I've got a 1080 arriving tomorrow. Just can't see a single 480 being enough for me at 1440p and I'm sure as heck not going Crossfire again.

Sounds like a better execution of the Nano situation.
Controlled thermals/power consumption at off-the-shelf speeds => should guarantee glowing reviews.
This card carries a positive narrative on price, performance, and power consumption - at stock clocks anyway :p

AIB models will address the noise levels/thermals when OCed, and hopefully not pricing significantly higher (still <$300 to meet Lisa's keynote).
 
The point that most of us are making is that it looks like there is steep power/heat needed to go above stock which points to the design issues we've been hearing about.

How is that a design issue?

Its like complaining that a naturally aspirated V8 has a lower red line than a turbo charged four cylinder engine.

If it has good price/performance and performance/watt for a $199-239 card AND AMD actually profits on the sales then they have met their design target.

If a part is guaranteed to OC 10-20% then they are just sandbagging. The old Intel Celerons that could be OC'd 50% only existed because Intel had no strong competition and wanted to gouge each market segment for all it was worth.
 
For the upteenth time, the majority of us are claiming it's a good buy for $200. But with the characterisitics it's putting out, it pretty much shows AMD screwed the pooch on the design target. Way too many transistors for the performance. Way too much heat for the performance.
Way too much heat? It's 150w TDP Max.....
 
First Gpus ever rolling out on finfet, everyone at Hardocp are already finfet experts and know how an unreleased gpu will react to voltage increases.
Interesting.
 
First Gpus ever rolling out on finfet, everyone at Hardocp are already finfet experts and know how an unreleased gpu will react to voltage increases.
Interesting.
What?

Not the first finfet gpus... Yes we already know how they react to voltage increases, some people here care
 
First Gpus ever rolling out on finfet, everyone at Hardocp are already finfet experts and know how an unreleased gpu will react to voltage increases.
Interesting.


I'm not an expert by any means, but that is just normal with finfets, its threshold voltage has a limited range.

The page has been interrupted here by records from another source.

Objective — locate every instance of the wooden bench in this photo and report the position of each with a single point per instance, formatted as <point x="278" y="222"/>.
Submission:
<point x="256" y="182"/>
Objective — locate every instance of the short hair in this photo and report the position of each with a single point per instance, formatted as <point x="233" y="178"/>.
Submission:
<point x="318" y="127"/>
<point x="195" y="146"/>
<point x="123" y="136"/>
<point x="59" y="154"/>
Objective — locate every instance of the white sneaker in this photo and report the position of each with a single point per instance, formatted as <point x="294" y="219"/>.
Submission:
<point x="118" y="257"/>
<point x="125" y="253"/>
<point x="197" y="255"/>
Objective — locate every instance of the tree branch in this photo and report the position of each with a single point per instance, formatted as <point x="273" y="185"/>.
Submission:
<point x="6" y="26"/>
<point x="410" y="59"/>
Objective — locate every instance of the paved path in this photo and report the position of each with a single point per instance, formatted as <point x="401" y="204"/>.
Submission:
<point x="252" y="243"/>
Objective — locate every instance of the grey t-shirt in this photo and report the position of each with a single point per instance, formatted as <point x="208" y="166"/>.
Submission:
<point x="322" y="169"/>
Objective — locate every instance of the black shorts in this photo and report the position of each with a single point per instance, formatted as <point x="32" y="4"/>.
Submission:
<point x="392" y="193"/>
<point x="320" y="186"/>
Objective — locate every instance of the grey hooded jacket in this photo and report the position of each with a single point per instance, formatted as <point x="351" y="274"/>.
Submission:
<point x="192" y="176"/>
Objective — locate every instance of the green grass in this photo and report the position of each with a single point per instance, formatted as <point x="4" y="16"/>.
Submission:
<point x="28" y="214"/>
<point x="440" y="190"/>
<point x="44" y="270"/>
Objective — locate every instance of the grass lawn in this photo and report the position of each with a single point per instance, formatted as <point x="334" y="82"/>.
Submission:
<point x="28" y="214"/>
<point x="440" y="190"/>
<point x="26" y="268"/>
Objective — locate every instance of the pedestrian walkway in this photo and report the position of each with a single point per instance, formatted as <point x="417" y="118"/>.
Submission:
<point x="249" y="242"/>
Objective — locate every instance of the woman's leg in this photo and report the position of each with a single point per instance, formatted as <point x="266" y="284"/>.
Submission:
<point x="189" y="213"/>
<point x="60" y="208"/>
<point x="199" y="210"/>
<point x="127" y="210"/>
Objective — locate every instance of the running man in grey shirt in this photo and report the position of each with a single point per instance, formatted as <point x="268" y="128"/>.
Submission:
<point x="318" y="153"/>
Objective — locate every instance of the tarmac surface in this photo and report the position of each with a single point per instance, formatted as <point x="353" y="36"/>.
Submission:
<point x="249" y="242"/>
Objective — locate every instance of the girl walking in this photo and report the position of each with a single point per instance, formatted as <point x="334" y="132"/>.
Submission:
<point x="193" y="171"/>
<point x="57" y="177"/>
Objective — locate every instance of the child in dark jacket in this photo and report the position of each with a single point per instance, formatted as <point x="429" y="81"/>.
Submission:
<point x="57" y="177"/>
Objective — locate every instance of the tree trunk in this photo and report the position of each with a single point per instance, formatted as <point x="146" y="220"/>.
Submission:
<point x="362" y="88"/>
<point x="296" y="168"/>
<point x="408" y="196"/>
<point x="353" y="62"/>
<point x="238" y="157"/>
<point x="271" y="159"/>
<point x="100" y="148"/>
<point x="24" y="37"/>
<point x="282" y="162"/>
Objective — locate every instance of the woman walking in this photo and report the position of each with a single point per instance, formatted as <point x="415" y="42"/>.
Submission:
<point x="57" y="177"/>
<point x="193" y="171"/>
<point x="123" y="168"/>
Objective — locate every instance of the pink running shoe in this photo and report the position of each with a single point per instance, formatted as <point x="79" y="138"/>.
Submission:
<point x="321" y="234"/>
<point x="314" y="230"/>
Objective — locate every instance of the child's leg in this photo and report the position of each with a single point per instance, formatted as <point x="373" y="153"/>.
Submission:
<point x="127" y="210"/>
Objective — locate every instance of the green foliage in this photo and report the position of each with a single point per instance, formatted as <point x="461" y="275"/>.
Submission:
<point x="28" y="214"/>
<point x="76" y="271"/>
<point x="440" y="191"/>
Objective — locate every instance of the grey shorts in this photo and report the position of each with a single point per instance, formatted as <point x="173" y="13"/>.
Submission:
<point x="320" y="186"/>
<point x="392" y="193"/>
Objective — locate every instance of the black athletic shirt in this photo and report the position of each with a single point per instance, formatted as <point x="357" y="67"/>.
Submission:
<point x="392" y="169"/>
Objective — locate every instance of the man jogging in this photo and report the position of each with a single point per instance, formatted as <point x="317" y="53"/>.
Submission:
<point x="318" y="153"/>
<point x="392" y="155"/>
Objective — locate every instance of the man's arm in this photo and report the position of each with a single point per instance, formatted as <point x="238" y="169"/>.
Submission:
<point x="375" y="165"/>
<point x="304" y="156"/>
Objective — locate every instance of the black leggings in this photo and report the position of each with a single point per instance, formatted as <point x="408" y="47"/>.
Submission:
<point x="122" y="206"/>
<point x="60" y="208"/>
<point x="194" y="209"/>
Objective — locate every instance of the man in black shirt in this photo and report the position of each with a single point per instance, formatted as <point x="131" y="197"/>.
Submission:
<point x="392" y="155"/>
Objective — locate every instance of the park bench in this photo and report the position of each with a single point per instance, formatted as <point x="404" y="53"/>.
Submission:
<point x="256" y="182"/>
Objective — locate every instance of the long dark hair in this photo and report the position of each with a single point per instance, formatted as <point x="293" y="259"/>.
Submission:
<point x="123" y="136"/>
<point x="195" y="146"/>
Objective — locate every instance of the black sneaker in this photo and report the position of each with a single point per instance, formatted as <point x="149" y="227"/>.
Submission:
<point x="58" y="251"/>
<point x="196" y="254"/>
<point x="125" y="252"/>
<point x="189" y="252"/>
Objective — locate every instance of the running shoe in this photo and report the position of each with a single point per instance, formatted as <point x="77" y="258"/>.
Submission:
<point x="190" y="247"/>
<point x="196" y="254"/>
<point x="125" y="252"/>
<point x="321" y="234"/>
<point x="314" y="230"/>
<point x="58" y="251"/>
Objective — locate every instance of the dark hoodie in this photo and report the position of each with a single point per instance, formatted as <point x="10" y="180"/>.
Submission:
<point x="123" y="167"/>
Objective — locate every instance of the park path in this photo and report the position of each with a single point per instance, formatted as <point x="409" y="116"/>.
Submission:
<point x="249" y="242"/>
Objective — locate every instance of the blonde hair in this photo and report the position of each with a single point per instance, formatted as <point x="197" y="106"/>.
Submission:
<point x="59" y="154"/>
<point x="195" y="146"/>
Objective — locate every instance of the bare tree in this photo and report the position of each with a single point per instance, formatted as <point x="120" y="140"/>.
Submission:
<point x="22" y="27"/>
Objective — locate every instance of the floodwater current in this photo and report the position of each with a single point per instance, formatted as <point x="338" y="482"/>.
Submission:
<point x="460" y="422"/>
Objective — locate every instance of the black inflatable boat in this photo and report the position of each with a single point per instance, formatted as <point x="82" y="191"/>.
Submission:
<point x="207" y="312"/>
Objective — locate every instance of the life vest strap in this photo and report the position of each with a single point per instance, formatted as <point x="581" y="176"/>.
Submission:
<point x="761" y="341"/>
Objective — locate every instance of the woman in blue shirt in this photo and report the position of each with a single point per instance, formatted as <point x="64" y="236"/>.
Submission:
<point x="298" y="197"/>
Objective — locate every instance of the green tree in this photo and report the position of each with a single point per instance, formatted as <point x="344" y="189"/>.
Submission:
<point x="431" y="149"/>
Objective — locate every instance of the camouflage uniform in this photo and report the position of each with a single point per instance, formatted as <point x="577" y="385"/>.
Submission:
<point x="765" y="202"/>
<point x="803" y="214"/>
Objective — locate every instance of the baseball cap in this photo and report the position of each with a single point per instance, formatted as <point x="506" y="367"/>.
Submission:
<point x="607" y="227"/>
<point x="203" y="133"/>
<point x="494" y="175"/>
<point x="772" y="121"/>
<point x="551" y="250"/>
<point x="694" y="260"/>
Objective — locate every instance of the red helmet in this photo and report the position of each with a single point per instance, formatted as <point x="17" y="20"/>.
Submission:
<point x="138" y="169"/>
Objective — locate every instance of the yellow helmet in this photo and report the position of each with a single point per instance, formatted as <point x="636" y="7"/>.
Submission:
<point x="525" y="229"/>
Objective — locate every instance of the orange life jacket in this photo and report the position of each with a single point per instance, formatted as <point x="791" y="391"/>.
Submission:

So that puts a lot of strain on the design of the GPU when it comes to voltage.
 
First Gpus ever rolling out on finfet, everyone at Hardocp are already finfet experts and know how an unreleased gpu will react to voltage increases.
Interesting.

It's the law of physics and how FinFETs work. Intel has improved on how the 3D transistor is built up so it isn't so much a pyramid it once was with Ivy Bridge, but that really didn't help them that much.